Storm Bride

Amazon

When Saotse was a young woman, the Power of the sea called her and sent an orca to carry her across the ocean. And then the Power left, cutting her off from the spiritual world. Since then she has lived for fifty years in a strange land with no way to return home and no clue why she came.

An army of vicious nomads shatters the city where Saotse sojourns, making refugees of her and her adopted sister Uya, a young woman pregnant with her first child. In the midst of the invasion a different spirit begins to speak to Saotse, bringing her back into contact with the long-silent Powers. This new Power gives her a fearsome magical ability to command the earth, to create earthquakes and bury men alive with a flicker of thought. She strikes back against the invading army, becomes a leader among the city’s refugees, and dares to go after the nomads’ bloodthirsty general. She has found the reason the Powers brought her to this place. Or so she thinks.

But her attacks put Uya and the unborn child in danger. And when Saotse comes face-to-face with the nomads’ general, she discovers that all of their lives are intertwined, and there can be no simple retaliation. There are many Powers moving in the world, some working for war and some for peace, and she must choose between them.

Excerpt

“So Saotse’s affinity with the Powers waxes stronger once more.” Nei sat with her legs crossed at the foot of the bed where they had laid Saotse out to sleep. One of her hands rested on Saotse’s knee. Oire had returned to the lodge with them and maintained the drum’s heartbeat singing the dead into the west.

“But I’ve never seen such a dramatic reaction in her, Grandmother,” Uya said.

“You helped us pull her out of the sea.”

“That was nothing like this! She was weak then only because she had been at sea so many days, but she had all of her wits about her.”

“But she came from the sea, then. This time she touched the earth.”

“What?

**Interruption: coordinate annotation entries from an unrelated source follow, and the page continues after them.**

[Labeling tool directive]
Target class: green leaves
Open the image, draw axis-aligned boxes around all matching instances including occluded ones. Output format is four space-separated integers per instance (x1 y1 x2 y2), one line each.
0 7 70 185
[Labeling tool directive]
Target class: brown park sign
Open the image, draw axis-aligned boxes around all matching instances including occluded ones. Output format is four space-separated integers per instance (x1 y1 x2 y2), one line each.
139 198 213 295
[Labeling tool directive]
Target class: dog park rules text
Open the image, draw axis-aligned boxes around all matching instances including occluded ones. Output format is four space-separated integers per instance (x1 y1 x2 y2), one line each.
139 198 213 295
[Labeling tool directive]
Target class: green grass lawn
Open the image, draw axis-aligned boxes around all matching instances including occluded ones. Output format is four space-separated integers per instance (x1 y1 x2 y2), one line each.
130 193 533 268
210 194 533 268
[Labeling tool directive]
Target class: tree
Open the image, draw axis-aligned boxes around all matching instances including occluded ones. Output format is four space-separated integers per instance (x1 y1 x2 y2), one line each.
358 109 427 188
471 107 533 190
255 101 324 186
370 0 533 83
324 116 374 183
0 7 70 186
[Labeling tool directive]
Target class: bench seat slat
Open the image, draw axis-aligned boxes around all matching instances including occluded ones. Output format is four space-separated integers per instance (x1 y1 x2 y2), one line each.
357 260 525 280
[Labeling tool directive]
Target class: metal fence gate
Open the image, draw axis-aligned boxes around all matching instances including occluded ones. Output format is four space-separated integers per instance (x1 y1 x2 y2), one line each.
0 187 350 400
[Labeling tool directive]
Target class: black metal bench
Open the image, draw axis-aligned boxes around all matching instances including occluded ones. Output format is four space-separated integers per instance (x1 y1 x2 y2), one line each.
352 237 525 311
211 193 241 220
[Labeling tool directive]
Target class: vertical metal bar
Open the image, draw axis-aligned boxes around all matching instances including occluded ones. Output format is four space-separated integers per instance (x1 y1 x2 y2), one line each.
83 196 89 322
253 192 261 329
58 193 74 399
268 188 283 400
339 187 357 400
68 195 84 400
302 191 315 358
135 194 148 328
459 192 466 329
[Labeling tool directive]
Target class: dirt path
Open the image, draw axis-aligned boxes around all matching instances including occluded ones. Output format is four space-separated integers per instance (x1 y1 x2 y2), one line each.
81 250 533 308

I don’t understand what that has to do with anything.”

Nei sighed. “I should send you to the Hiksilipsi, you ignorant, superstitious girl. Perhaps you could sit still long enough to learn the lore of the Powers from them. Since you don’t seem to have noticed, I must point out to you that Saotse’s affinity has always been for Oarsa. She knew him by a different name, but once she learned our language she immediately recognized our description of him, and knew that it was he who called her across the sea and sent the whales to carry her.”

“This only matters because the Power who touched Saotse today is not Oarsa,” Nei continued. “You said yourself that she pressed her head to the ground, and that she spoke of the earth weeping. And a few weeks ago when she mentioned the presence of a new Power in the earth, and of its loneliness.”

Uya said slowly, with great fear that Nei was going to scold and laugh at her again, “I’ve never heard of a new Power appearing or arriving from somewhere. I thought the Powers always were.”

“So did I.” Nei lowered her voice and cast her eyes downward.

The baby kicked. Uya startled and put her hand on the place where she had felt the flutter of movement. Nei just glanced at Uya and resumed speaking, in a quieter, more cautious voice.

“Saotse told me once that many of the swift people think that the slow races are actually immortal. Because our lives are longer than theirs, they assume that we last forever. I wonder if the same might be true of the Powers with respect to us. Perhaps we think them to be changeless merely because they change so infrequently. Perhaps they even die.”

“I’ve never heard of a Power that died.”

“Neither have I. In any case, this is just speculation.” She smoothed the bottom of Saotse’s skirt and looked with pity over her wrinkled face. “Saotse herself may be able to tell us, but she should sleep for now.”

“And what does all of this have to do with the raiders?” Uya asked. “Why was Saotse stricken right when we came to the earthworks?”

“Saotse might know,” Nei said. “In any case, it’s not as if we can do anything about it. The construction is almost done. May the Powers help us to hold it.”